Some investors are successful at squeezing better cash flow through better management and renovations, but in the end, rents, like most things in life, tend to regress to the mean. Put simply, the market rent is the market rent.
In order for a rational seller (who’s not in distress) to sell you the same stream of cash flow for a lower price, he must be selling you a lower grade property. If not, he’d be acting against his self interest.
Age impacts how you invest in real estate later in life because it impacts two critical elements of any investing strategy: time and risk profile. Time is a far more valuable resource than money because you can’t make or buy more of it. The time you have available to invest is directly proportional to the options you have available. Appreciation, leverage, and debt pay-down lose some of their magic when given insufficient time, as more of the heavy lifting must be done by your capital and savings.

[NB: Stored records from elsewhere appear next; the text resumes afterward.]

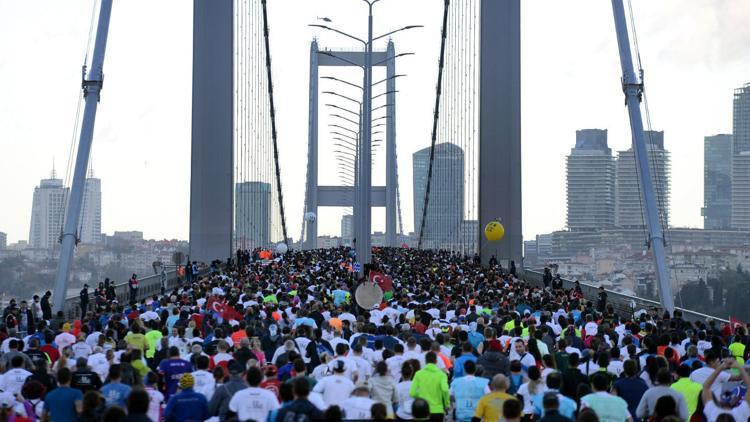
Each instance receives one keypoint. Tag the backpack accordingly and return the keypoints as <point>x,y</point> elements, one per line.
<point>515,383</point>
<point>30,408</point>
<point>320,348</point>
<point>295,417</point>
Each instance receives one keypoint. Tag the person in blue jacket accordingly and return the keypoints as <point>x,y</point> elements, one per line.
<point>187,405</point>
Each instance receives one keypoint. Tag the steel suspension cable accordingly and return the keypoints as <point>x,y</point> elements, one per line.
<point>273,122</point>
<point>436,114</point>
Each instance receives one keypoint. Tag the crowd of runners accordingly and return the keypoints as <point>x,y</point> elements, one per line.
<point>281,339</point>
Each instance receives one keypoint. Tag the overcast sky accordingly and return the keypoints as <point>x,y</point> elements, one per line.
<point>695,53</point>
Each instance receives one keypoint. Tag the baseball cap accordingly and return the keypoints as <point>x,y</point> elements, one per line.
<point>235,368</point>
<point>7,400</point>
<point>270,370</point>
<point>187,381</point>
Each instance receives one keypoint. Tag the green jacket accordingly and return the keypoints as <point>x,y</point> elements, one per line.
<point>431,384</point>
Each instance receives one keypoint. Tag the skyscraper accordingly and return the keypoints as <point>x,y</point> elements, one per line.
<point>347,228</point>
<point>446,203</point>
<point>717,182</point>
<point>252,214</point>
<point>629,211</point>
<point>48,212</point>
<point>90,225</point>
<point>591,182</point>
<point>741,158</point>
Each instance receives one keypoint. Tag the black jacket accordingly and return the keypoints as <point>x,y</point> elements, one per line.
<point>300,407</point>
<point>493,363</point>
<point>572,377</point>
<point>46,308</point>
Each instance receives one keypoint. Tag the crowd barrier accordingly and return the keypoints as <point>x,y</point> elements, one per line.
<point>625,305</point>
<point>147,286</point>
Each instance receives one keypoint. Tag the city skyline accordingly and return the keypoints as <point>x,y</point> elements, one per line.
<point>141,169</point>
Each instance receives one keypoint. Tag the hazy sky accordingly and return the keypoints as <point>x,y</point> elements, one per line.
<point>695,53</point>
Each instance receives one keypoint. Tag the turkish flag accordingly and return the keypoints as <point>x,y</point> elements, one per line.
<point>225,311</point>
<point>230,313</point>
<point>734,323</point>
<point>211,302</point>
<point>385,282</point>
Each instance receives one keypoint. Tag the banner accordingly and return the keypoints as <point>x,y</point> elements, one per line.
<point>385,282</point>
<point>734,323</point>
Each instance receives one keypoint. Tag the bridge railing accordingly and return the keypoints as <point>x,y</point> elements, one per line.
<point>624,304</point>
<point>147,286</point>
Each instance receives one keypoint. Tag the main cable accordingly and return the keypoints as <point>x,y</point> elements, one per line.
<point>436,114</point>
<point>273,123</point>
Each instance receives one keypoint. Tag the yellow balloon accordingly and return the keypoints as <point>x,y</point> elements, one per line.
<point>494,231</point>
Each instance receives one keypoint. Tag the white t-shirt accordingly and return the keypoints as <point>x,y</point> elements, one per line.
<point>205,383</point>
<point>405,400</point>
<point>740,413</point>
<point>99,364</point>
<point>253,403</point>
<point>616,367</point>
<point>334,389</point>
<point>528,360</point>
<point>81,350</point>
<point>394,366</point>
<point>64,340</point>
<point>154,404</point>
<point>700,376</point>
<point>528,398</point>
<point>350,367</point>
<point>357,408</point>
<point>592,368</point>
<point>13,380</point>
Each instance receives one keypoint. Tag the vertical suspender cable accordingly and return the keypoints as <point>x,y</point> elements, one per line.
<point>436,114</point>
<point>273,122</point>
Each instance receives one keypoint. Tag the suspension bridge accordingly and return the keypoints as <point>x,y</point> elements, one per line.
<point>468,175</point>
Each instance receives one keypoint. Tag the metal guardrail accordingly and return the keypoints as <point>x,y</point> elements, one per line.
<point>147,286</point>
<point>620,301</point>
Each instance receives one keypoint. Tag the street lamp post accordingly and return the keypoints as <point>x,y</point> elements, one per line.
<point>363,225</point>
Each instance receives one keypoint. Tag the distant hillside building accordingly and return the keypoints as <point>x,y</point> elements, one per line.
<point>252,214</point>
<point>590,170</point>
<point>47,213</point>
<point>741,159</point>
<point>629,211</point>
<point>446,205</point>
<point>717,182</point>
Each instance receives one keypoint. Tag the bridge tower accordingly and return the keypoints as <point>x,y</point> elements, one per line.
<point>343,196</point>
<point>212,146</point>
<point>500,127</point>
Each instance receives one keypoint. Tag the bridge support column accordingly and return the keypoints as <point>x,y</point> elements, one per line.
<point>500,127</point>
<point>390,150</point>
<point>311,196</point>
<point>212,156</point>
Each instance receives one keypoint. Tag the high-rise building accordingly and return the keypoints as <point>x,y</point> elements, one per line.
<point>629,206</point>
<point>48,213</point>
<point>90,225</point>
<point>446,203</point>
<point>252,214</point>
<point>717,182</point>
<point>347,228</point>
<point>741,158</point>
<point>591,182</point>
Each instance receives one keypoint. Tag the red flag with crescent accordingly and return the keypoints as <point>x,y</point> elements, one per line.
<point>734,323</point>
<point>384,281</point>
<point>225,311</point>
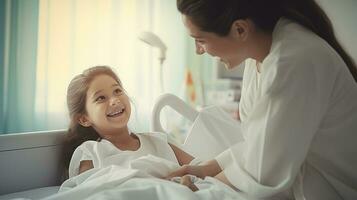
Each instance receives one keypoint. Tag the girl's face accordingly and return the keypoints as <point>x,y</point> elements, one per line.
<point>228,48</point>
<point>107,105</point>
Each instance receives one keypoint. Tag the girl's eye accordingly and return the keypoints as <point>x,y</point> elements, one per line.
<point>118,91</point>
<point>100,98</point>
<point>200,41</point>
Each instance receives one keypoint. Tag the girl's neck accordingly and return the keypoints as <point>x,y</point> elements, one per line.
<point>123,140</point>
<point>262,44</point>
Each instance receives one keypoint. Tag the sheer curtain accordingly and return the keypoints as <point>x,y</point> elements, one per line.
<point>74,35</point>
<point>48,42</point>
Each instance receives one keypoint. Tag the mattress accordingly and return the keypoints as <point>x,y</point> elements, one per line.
<point>37,193</point>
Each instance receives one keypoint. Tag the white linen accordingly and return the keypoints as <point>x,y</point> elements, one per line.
<point>104,153</point>
<point>212,132</point>
<point>115,182</point>
<point>299,122</point>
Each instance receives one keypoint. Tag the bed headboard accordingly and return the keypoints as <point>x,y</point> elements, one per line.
<point>30,160</point>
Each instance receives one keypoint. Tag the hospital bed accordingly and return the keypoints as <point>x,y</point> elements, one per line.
<point>30,162</point>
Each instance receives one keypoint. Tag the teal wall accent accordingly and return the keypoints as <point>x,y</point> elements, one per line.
<point>2,53</point>
<point>22,52</point>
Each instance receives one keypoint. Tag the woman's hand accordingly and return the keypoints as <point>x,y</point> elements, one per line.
<point>209,168</point>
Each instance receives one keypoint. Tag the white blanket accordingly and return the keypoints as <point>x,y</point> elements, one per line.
<point>115,182</point>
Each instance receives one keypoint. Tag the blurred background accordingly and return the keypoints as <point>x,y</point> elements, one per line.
<point>45,43</point>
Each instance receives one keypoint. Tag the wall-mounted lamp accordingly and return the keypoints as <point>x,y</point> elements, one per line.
<point>154,41</point>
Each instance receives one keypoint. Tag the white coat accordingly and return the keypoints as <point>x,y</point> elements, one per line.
<point>299,122</point>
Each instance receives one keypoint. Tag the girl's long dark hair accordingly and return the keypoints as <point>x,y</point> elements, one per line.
<point>217,16</point>
<point>76,102</point>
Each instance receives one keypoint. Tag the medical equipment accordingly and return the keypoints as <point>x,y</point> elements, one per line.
<point>30,162</point>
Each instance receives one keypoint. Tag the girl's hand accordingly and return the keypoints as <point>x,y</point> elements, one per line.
<point>209,168</point>
<point>186,180</point>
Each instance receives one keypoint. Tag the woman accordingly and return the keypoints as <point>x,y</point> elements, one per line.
<point>299,98</point>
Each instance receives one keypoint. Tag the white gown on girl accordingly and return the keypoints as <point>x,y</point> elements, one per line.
<point>104,153</point>
<point>299,122</point>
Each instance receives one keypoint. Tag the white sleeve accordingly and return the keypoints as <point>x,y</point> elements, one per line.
<point>81,153</point>
<point>278,131</point>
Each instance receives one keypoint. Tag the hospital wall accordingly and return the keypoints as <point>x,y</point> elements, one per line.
<point>343,16</point>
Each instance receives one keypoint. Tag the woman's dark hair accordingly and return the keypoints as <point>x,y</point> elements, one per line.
<point>76,103</point>
<point>217,16</point>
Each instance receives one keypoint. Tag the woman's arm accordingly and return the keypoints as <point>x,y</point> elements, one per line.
<point>85,165</point>
<point>182,157</point>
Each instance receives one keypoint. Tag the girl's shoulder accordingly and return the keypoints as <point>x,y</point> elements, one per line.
<point>154,136</point>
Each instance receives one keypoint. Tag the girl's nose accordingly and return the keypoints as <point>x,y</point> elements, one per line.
<point>199,49</point>
<point>114,101</point>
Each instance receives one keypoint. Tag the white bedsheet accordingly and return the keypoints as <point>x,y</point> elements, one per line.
<point>115,182</point>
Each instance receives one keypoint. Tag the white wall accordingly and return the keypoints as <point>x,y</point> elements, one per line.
<point>343,15</point>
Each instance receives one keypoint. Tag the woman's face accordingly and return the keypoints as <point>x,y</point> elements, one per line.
<point>107,105</point>
<point>229,49</point>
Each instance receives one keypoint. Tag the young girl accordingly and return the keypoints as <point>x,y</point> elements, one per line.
<point>98,135</point>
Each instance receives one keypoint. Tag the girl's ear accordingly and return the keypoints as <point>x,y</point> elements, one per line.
<point>240,29</point>
<point>84,121</point>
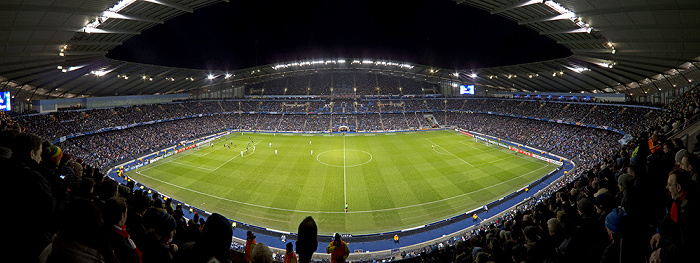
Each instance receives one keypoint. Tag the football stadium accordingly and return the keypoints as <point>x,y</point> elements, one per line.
<point>351,131</point>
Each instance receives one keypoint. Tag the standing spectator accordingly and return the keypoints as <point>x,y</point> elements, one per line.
<point>249,245</point>
<point>307,241</point>
<point>157,246</point>
<point>213,245</point>
<point>80,238</point>
<point>290,257</point>
<point>614,223</point>
<point>261,254</point>
<point>338,249</point>
<point>677,239</point>
<point>114,213</point>
<point>36,231</point>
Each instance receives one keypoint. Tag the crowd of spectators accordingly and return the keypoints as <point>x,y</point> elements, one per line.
<point>643,193</point>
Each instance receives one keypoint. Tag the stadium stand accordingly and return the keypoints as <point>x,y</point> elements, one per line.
<point>577,220</point>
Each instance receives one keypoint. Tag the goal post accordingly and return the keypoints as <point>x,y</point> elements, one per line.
<point>205,143</point>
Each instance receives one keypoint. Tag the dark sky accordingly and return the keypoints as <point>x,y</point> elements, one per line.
<point>247,33</point>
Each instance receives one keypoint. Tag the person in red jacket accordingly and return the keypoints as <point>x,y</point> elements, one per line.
<point>338,249</point>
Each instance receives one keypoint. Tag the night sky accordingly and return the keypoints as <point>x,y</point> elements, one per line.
<point>241,34</point>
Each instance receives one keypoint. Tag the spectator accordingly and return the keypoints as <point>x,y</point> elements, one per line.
<point>157,246</point>
<point>213,245</point>
<point>614,223</point>
<point>114,212</point>
<point>261,254</point>
<point>81,237</point>
<point>307,239</point>
<point>677,239</point>
<point>338,249</point>
<point>289,256</point>
<point>249,245</point>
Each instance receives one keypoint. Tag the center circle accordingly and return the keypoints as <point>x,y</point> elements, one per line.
<point>344,158</point>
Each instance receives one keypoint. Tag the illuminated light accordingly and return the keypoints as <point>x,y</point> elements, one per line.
<point>99,73</point>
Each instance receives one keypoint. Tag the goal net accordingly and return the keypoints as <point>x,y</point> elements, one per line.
<point>202,144</point>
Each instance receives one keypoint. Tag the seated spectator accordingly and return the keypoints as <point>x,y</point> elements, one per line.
<point>114,212</point>
<point>213,244</point>
<point>81,237</point>
<point>677,239</point>
<point>261,254</point>
<point>307,239</point>
<point>157,246</point>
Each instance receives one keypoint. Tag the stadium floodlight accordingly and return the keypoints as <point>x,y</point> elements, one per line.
<point>99,73</point>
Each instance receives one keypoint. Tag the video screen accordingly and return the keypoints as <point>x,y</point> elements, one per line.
<point>466,89</point>
<point>5,101</point>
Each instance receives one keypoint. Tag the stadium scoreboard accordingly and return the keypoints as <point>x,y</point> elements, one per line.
<point>5,101</point>
<point>466,89</point>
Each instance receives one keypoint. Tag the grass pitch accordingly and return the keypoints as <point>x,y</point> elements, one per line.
<point>389,181</point>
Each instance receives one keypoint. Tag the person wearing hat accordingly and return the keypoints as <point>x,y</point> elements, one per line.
<point>249,245</point>
<point>338,249</point>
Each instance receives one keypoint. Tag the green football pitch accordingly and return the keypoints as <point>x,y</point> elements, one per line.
<point>390,181</point>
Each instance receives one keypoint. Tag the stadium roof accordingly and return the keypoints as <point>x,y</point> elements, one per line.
<point>57,49</point>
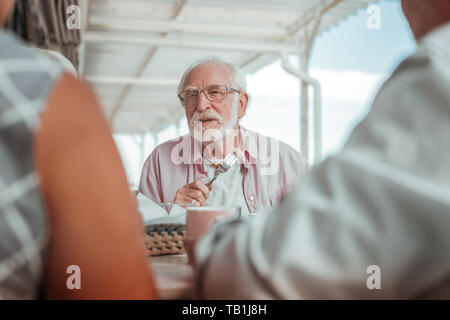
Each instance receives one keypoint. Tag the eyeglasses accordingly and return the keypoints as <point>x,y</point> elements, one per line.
<point>214,93</point>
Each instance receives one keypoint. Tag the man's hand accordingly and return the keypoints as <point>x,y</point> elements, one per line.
<point>195,193</point>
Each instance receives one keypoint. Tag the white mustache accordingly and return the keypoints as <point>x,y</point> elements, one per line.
<point>210,114</point>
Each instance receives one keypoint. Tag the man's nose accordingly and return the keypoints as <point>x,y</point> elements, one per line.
<point>202,102</point>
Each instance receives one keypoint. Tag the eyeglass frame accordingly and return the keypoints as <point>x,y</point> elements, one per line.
<point>228,89</point>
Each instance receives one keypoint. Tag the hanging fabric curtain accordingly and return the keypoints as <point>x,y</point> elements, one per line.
<point>43,24</point>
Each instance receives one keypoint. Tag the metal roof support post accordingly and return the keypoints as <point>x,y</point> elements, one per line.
<point>307,80</point>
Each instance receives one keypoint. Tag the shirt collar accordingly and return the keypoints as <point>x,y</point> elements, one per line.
<point>438,39</point>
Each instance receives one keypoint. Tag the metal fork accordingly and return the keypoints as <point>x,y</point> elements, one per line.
<point>227,163</point>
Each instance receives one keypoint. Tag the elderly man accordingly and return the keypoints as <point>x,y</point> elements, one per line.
<point>213,94</point>
<point>372,221</point>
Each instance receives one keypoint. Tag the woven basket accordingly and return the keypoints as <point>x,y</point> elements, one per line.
<point>166,238</point>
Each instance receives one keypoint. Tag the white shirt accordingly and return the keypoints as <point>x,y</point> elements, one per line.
<point>228,188</point>
<point>383,201</point>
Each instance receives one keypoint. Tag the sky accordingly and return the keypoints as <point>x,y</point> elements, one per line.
<point>350,60</point>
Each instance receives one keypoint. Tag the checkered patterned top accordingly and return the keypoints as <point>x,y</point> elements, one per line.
<point>25,82</point>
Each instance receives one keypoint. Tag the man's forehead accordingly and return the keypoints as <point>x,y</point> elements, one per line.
<point>208,74</point>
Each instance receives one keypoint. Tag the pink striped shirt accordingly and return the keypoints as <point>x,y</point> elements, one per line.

Our risk profile naturally shifts to the conservative end of the spectrum later in life, as our opportunities to make mistakes and recover decline. There’s a natural impulse to make up for lost time by seeking high return assets that can produce results in a short amount of time. Don’t heed that call—it will lead you to riskier investments.
So how do you proceed from here with limited time? Since real estate strategies are like making alloys, your goal is to produce the best results with the ingredients available. Time can be limited, and there’s no way to get more. But you can play to your strengths by leveraging other ingredients that favor you. For instance, you might have more capital to start with than someone 30 years your junior, so you don’t have to wait to save capital and can complete your acquisitions quickly. In the same vein, your savings rate might be higher every month than someone who still has to save for college or pays exorbitant childcare costs.
Like the old Chinese proverb says: The best time to plant a tree was 20 years ago. The second best time is today.
Buy quality properties, play to your strengths, and you can put together a real estate investing strategy that works for you.